ActiNet: An Open-Source Tool for Activity Intensity Classification of Wrist-Worn Accelerometry Using Self-Supervised Deep Learning
Pith reviewed 2026-05-18 10:51 UTC · model grok-4.3
The pith
A self-supervised deep learning model called ActiNet classifies activity intensity from wrist accelerometers more accurately than random forest baselines.
A machine-rendered reading of the paper's core claim, the machinery that carries it, and where it could break.
Core claim
The ActiNet model, consisting of HARNet, a self-supervised 18-layer modified ResNet-V2, followed by hidden Markov model smoothing, distinguishes labels of activity intensity with a mean macro F1 score of 0.82 and a mean Cohen's kappa score of 0.86. This performance exceeds that of a random forest plus HMM baseline trained and validated on the same CAPTURE-24 dataset, which reached mean scores of 0.76 and 0.80. The improvements remain consistent across subgroups of age and sex.
What carries the argument
HARNet, an 18-layer modified ResNet-V2 model trained self-supervised on raw wrist accelerometer signals, which learns feature representations that support activity intensity classification before hidden Markov model smoothing.
If this is right
- The performance advantage of ActiNet holds across age and sex subgroups within the study population.
- Classification outputs from ActiNet produce different estimated daily activity intensity compositions than those from the random forest baseline.
- The open-source model enables direct extraction of activity intensity labels for future large-scale studies on physical activity and health.
- Pairing self-supervised learning with hidden Markov model smoothing yields measurable classification gains over prior methods.
Where Pith is reading between the lines
- Applying ActiNet to accelerometer records from other countries or age ranges would test whether the reported accuracy generalizes beyond the original cohort.
- More precise intensity labels could strengthen statistical associations when researchers examine links between specific activity patterns and health conditions.
- The open-source release allows other groups to process their own wrist data without repeating the full training process.
Load-bearing premise
The 151-participant CAPTURE-24 dataset supplies a representative sample whose activity patterns and device characteristics generalize to the diverse populations and hardware used in broader epidemiological studies.
What would settle it
Applying the trained ActiNet model to an independent wrist-accelerometer dataset from a different demographic group or device brand and checking whether the macro F1 score drops below the random forest baseline of 0.76.
read the original abstract
The use of accurate and reliable open-source human activity recognition (HAR) models on passively collected wrist-accelerometer data is essential in large-scale epidemiological studies that investigate the association between physical activity and health outcomes.
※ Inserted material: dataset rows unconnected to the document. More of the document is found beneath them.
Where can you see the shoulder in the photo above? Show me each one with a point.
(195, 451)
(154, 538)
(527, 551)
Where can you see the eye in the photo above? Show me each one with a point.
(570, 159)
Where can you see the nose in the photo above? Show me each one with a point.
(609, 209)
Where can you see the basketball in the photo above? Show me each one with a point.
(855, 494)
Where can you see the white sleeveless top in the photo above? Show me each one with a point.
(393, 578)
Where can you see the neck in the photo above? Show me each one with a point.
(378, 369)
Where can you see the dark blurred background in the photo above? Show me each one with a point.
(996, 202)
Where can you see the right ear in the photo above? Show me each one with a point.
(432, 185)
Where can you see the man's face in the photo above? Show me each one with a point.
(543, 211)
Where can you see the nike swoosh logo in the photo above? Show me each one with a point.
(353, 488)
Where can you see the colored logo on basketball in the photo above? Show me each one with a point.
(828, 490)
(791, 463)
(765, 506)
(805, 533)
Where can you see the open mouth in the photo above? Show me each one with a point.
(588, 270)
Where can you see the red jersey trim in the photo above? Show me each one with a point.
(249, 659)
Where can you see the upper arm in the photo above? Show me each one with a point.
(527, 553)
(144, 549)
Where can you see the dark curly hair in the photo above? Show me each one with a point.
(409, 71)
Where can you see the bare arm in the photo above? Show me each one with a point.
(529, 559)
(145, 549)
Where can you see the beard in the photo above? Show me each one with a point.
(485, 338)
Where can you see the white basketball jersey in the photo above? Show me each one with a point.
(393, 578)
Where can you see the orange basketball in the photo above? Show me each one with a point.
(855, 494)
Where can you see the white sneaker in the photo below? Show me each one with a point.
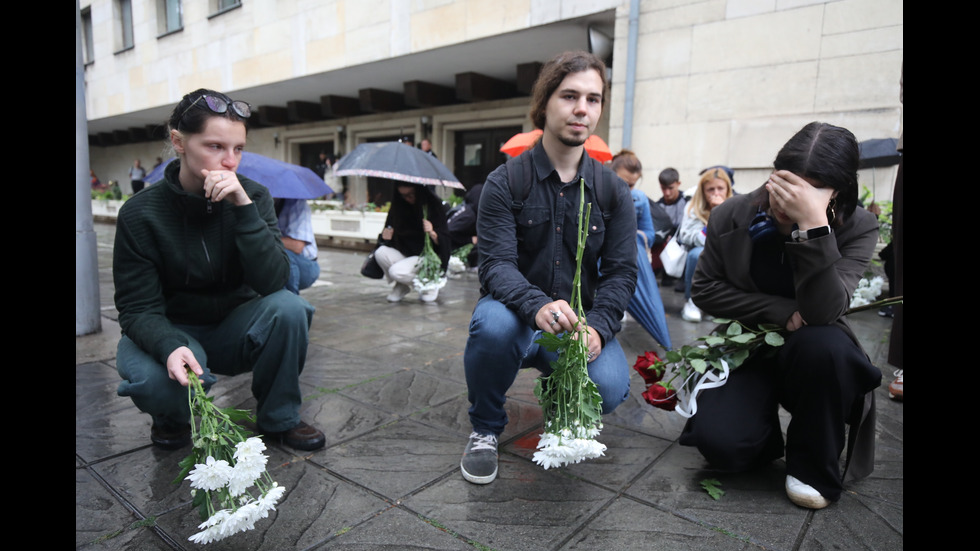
(804, 495)
(398, 292)
(691, 312)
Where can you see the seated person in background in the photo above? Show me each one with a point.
(713, 189)
(296, 226)
(404, 237)
(791, 253)
(627, 166)
(728, 170)
(462, 223)
(199, 272)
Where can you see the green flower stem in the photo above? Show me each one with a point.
(570, 399)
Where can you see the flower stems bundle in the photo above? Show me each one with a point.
(707, 365)
(222, 467)
(429, 274)
(569, 399)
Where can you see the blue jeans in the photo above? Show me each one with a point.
(266, 335)
(500, 344)
(692, 263)
(302, 272)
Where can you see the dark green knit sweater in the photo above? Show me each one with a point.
(174, 262)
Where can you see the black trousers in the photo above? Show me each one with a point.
(820, 376)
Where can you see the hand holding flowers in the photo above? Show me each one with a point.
(707, 365)
(569, 399)
(222, 467)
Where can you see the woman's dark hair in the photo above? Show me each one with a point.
(192, 113)
(828, 154)
(555, 71)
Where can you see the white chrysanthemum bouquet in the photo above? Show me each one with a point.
(226, 470)
(429, 275)
(569, 399)
(867, 291)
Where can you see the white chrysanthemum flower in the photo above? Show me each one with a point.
(249, 467)
(253, 447)
(213, 528)
(273, 496)
(211, 475)
(429, 285)
(240, 481)
(546, 460)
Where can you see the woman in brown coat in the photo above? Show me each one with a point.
(790, 254)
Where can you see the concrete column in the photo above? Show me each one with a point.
(87, 300)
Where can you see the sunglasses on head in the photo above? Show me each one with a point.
(218, 105)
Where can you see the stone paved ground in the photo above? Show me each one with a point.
(385, 383)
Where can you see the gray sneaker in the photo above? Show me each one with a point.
(479, 463)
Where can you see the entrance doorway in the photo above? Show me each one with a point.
(478, 153)
(309, 156)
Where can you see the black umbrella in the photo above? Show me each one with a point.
(396, 161)
(878, 152)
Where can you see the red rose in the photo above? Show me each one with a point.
(660, 396)
(650, 367)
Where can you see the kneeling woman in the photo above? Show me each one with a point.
(404, 238)
(790, 254)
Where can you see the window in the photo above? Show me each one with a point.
(220, 6)
(124, 24)
(169, 16)
(88, 52)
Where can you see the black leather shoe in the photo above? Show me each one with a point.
(301, 437)
(171, 439)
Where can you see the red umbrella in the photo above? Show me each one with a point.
(594, 146)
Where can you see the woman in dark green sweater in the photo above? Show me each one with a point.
(199, 270)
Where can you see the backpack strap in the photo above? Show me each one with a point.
(605, 189)
(520, 185)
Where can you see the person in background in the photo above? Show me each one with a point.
(791, 254)
(462, 224)
(97, 185)
(199, 271)
(136, 175)
(404, 238)
(296, 227)
(321, 165)
(674, 203)
(628, 167)
(713, 189)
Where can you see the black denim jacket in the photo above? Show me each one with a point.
(527, 259)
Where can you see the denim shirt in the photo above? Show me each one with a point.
(644, 222)
(528, 260)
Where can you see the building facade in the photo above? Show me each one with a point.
(694, 83)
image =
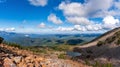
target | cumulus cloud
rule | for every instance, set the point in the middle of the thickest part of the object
(53, 18)
(110, 22)
(42, 25)
(38, 2)
(78, 20)
(86, 9)
(72, 9)
(65, 28)
(117, 4)
(7, 29)
(2, 1)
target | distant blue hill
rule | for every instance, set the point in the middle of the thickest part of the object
(47, 39)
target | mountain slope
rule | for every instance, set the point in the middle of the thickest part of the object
(105, 49)
(101, 38)
(15, 57)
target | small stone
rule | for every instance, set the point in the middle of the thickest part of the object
(17, 59)
(8, 63)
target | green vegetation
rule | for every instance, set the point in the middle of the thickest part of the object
(62, 56)
(41, 49)
(14, 45)
(98, 64)
(60, 47)
(1, 40)
(100, 43)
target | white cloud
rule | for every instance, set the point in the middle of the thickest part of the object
(2, 1)
(117, 5)
(10, 29)
(53, 18)
(38, 2)
(110, 22)
(42, 25)
(65, 29)
(78, 20)
(7, 29)
(72, 9)
(87, 9)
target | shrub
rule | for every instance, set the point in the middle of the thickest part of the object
(1, 40)
(61, 56)
(100, 43)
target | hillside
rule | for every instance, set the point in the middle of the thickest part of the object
(15, 57)
(104, 49)
(100, 38)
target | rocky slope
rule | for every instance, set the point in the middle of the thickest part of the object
(105, 49)
(14, 57)
(101, 38)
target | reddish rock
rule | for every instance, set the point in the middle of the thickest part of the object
(8, 63)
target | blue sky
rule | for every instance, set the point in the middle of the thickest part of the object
(59, 16)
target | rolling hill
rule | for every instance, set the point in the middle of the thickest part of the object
(104, 49)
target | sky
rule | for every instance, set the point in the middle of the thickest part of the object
(59, 16)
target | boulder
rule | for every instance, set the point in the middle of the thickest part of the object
(17, 59)
(8, 63)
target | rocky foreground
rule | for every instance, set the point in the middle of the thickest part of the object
(14, 57)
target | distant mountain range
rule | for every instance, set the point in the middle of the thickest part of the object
(104, 49)
(46, 39)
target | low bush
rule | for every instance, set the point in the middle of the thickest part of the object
(1, 40)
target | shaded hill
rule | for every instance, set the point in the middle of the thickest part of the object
(15, 57)
(105, 48)
(100, 38)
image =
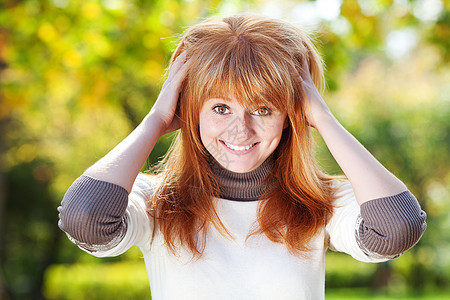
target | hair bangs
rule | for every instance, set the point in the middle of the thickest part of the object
(237, 68)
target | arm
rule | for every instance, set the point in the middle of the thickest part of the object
(370, 180)
(391, 219)
(123, 163)
(93, 211)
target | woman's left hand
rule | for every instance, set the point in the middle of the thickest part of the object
(318, 109)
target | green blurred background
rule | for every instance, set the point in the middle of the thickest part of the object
(77, 76)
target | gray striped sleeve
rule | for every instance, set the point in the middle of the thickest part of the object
(92, 213)
(389, 226)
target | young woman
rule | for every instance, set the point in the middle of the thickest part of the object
(240, 209)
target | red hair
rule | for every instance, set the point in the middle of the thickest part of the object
(259, 61)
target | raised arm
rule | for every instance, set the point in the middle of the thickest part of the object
(93, 210)
(123, 163)
(369, 178)
(391, 218)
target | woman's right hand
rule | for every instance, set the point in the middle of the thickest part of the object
(166, 104)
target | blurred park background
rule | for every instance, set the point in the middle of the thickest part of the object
(77, 76)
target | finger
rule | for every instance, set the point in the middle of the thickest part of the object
(182, 72)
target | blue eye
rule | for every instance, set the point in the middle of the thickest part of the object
(221, 109)
(262, 111)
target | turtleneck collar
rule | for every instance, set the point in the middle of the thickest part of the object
(247, 186)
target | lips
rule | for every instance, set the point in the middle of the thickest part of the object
(237, 148)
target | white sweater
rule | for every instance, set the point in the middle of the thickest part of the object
(241, 268)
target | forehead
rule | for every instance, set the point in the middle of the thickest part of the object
(238, 101)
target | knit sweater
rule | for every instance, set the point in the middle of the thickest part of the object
(104, 220)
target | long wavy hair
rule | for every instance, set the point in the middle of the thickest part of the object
(257, 60)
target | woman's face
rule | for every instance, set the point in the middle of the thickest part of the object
(240, 139)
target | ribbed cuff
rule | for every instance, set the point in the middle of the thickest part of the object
(92, 212)
(391, 225)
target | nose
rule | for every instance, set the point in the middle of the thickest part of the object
(244, 128)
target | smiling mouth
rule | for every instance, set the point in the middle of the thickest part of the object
(238, 148)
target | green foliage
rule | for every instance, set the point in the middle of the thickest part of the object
(77, 76)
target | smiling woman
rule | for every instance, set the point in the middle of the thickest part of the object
(240, 139)
(240, 209)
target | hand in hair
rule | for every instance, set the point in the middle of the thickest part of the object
(317, 108)
(166, 104)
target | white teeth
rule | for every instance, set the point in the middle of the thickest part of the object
(238, 148)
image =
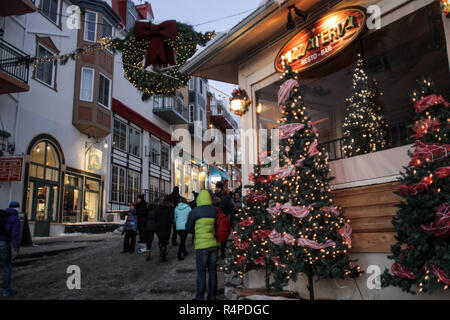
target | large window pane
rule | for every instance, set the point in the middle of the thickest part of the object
(87, 84)
(134, 146)
(90, 26)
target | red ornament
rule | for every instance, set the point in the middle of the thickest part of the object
(400, 271)
(426, 126)
(442, 172)
(428, 101)
(246, 223)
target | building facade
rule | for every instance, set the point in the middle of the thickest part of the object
(395, 53)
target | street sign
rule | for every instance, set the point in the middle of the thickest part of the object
(11, 169)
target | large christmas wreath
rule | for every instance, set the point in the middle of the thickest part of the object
(166, 47)
(241, 94)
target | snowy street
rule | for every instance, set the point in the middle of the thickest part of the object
(40, 272)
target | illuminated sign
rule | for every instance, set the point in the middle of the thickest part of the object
(322, 40)
(95, 159)
(11, 169)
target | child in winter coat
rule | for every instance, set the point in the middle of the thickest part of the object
(181, 214)
(130, 230)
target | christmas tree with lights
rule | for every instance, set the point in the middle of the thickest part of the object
(422, 223)
(364, 125)
(251, 248)
(298, 228)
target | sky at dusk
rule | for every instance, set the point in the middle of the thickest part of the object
(197, 12)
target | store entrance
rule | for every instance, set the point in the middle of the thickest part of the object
(43, 207)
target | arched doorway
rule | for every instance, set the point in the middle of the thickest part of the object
(43, 184)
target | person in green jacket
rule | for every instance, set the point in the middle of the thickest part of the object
(202, 220)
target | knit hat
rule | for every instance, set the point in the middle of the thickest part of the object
(14, 204)
(219, 185)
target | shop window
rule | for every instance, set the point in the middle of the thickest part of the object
(90, 26)
(154, 151)
(91, 200)
(165, 157)
(45, 72)
(134, 185)
(87, 84)
(393, 59)
(104, 91)
(120, 135)
(134, 138)
(118, 184)
(50, 9)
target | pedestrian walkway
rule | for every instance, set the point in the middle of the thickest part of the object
(41, 271)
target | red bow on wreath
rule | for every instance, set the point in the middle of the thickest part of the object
(158, 52)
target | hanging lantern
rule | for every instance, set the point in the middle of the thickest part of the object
(239, 101)
(446, 7)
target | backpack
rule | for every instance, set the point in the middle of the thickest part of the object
(223, 226)
(4, 215)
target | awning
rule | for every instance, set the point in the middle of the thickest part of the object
(216, 172)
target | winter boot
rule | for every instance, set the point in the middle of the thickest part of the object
(142, 248)
(163, 253)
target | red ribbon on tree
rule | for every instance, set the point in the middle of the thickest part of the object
(426, 126)
(442, 172)
(400, 271)
(416, 188)
(440, 274)
(428, 101)
(259, 235)
(441, 226)
(159, 53)
(429, 152)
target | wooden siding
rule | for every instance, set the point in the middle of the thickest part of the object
(370, 210)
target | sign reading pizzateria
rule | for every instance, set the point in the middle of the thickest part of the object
(322, 40)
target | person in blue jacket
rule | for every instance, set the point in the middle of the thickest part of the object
(182, 211)
(9, 235)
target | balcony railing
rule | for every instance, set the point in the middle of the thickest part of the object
(398, 134)
(171, 109)
(13, 61)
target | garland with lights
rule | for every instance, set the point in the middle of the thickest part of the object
(422, 223)
(365, 129)
(446, 7)
(159, 79)
(240, 94)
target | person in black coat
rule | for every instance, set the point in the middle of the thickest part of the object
(141, 213)
(227, 208)
(150, 228)
(174, 198)
(164, 222)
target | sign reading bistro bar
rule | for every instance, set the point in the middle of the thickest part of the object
(322, 40)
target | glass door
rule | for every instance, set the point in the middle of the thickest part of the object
(44, 207)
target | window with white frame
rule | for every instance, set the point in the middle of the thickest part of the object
(104, 91)
(154, 151)
(90, 26)
(134, 185)
(134, 144)
(45, 72)
(87, 84)
(165, 156)
(107, 31)
(131, 19)
(191, 84)
(120, 135)
(118, 184)
(191, 113)
(50, 9)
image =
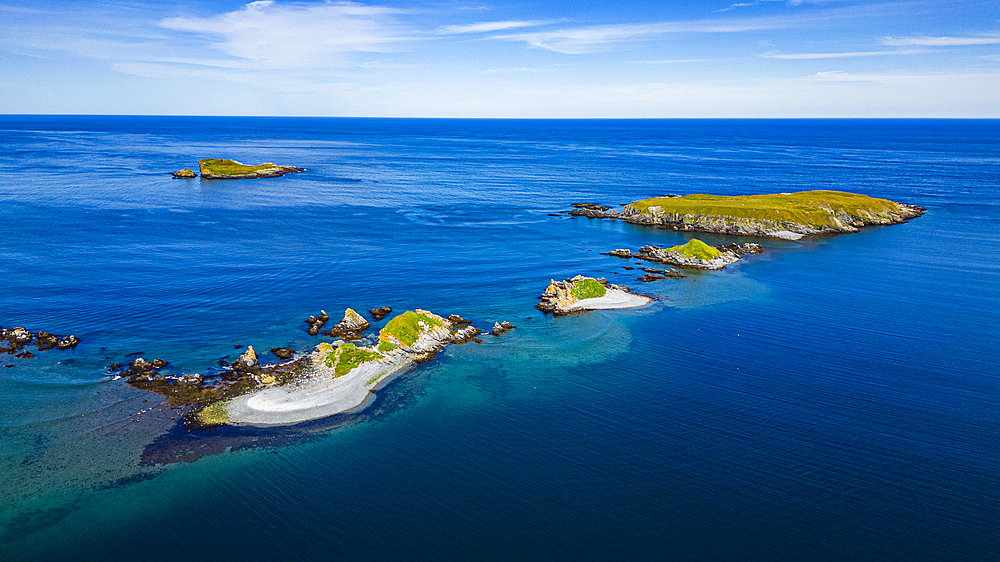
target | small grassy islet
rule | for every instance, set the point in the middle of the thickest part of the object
(696, 249)
(226, 167)
(816, 209)
(588, 288)
(406, 327)
(349, 356)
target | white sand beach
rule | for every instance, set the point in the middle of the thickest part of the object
(612, 299)
(317, 396)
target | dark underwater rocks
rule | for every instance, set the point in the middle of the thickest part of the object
(20, 337)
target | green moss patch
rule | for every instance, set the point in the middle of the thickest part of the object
(696, 249)
(588, 288)
(349, 356)
(406, 327)
(226, 167)
(214, 414)
(816, 209)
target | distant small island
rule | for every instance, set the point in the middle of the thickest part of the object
(782, 215)
(225, 169)
(332, 378)
(580, 294)
(695, 254)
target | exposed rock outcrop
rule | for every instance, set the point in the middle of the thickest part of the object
(225, 169)
(380, 312)
(586, 293)
(783, 215)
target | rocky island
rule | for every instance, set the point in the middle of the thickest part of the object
(783, 215)
(224, 169)
(334, 377)
(581, 293)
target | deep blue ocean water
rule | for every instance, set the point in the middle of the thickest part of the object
(836, 398)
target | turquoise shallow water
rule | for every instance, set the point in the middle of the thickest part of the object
(836, 398)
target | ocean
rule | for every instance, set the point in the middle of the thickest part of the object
(835, 398)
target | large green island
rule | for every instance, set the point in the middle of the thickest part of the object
(781, 215)
(225, 169)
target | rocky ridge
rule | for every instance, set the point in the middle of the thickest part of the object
(836, 218)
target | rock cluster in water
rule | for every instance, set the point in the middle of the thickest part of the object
(19, 337)
(380, 312)
(828, 211)
(210, 170)
(411, 337)
(579, 293)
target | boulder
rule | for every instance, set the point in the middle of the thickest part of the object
(140, 365)
(193, 379)
(46, 341)
(380, 313)
(501, 327)
(247, 362)
(620, 253)
(68, 342)
(350, 326)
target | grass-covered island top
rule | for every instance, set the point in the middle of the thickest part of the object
(781, 215)
(225, 169)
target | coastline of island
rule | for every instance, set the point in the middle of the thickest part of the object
(789, 216)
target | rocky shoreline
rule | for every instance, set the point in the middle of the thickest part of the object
(580, 294)
(19, 337)
(226, 169)
(788, 216)
(331, 378)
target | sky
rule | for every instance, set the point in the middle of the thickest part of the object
(519, 59)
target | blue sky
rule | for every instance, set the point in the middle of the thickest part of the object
(456, 58)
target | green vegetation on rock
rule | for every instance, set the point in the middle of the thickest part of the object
(349, 356)
(588, 288)
(226, 167)
(696, 249)
(406, 328)
(214, 414)
(816, 209)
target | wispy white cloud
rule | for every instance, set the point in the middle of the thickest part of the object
(276, 35)
(484, 27)
(672, 61)
(588, 39)
(943, 78)
(942, 41)
(806, 56)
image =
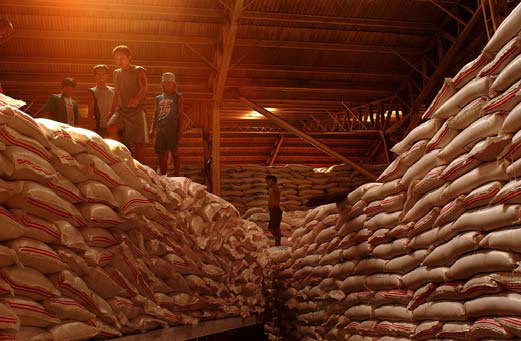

While self-supervised learning has generated considerable excitement in improving HAR, the extent to which these models, coupled with hidden Markov models (HMMs), would make a tangible improvement to classification performance and the effect this may have on the predicted daily activity intensity compositions is unknown. Using up to 24 hours of wrist-worn accelerometer data from 151 CAPTURE-24 participants (aged 18 - 91, mean age 42, 66% female), we trained the ActiNet model, consisting HARNet, a self-supervised, 18-layer, modified ResNet-V2 model, followed by hidden Markov model (HMM) smoothing to classify labels of activity intensity. The performance of this model, evaluated using 5-fold stratified group cross-validation, was then compared to a baseline random forest (RF) + HMM, established in existing literature. Differences in performance and classification outputs were compared with different subgroups of age and sex within the CAPTURE-24 population. The ActiNet model was able to distinguish labels of activity intensity with a mean macro F1 score of 0.82 and a mean Cohen's kappa score of 0.86. This exceeded the performance of the RF + HMM, trained and validated on the same dataset, with mean scores of 0.76 and 0.80, respectively. The improvements in performance were consistent across subgroups of age and sex. These findings encourage the use of ActiNet for the extraction of activity intensity labels from wrist-accelerometer data in future epidemiological studies.
Editorial analysis
A structured set of objections, weighed in public.
Referee Report
Summary. The paper introduces ActiNet, consisting of HARNet (an 18-layer modified ResNet-V2 trained with self-supervised learning) followed by HMM smoothing, for classifying activity intensity from wrist-worn accelerometer data. Using 5-fold stratified group cross-validation on the CAPTURE-24 dataset (151 participants, ages 18-91), it reports mean macro F1 of 0.82 and Cohen's kappa of 0.86, outperforming a RF + HMM baseline (0.76 and 0.80). Improvements are consistent across age and sex subgroups within the cohort, and the authors recommend the open-source tool for extracting activity intensity labels in future epidemiological studies.
Significance. If the internal performance gains and subgroup consistency hold under broader testing, ActiNet would offer a useful open-source advance for HAR in epidemiology by leveraging self-supervised pre-training and temporal smoothing. The reproducible cross-validation protocol and direct comparison to an established baseline are strengths that support potential adoption, though the absence of external validation limits immediate claims of broad utility.
major comments (3)
- [Abstract and Discussion] Abstract and Discussion: The recommendation that ActiNet 'should be used' in future epidemiological studies rests on performance measured entirely within the CAPTURE-24 cohort via 5-fold stratified group CV. No external validation on independent datasets with differing demographics, body-mass distributions, or device calibrations is reported, so the claim that the model extracts population-invariant intensity labels is not yet supported.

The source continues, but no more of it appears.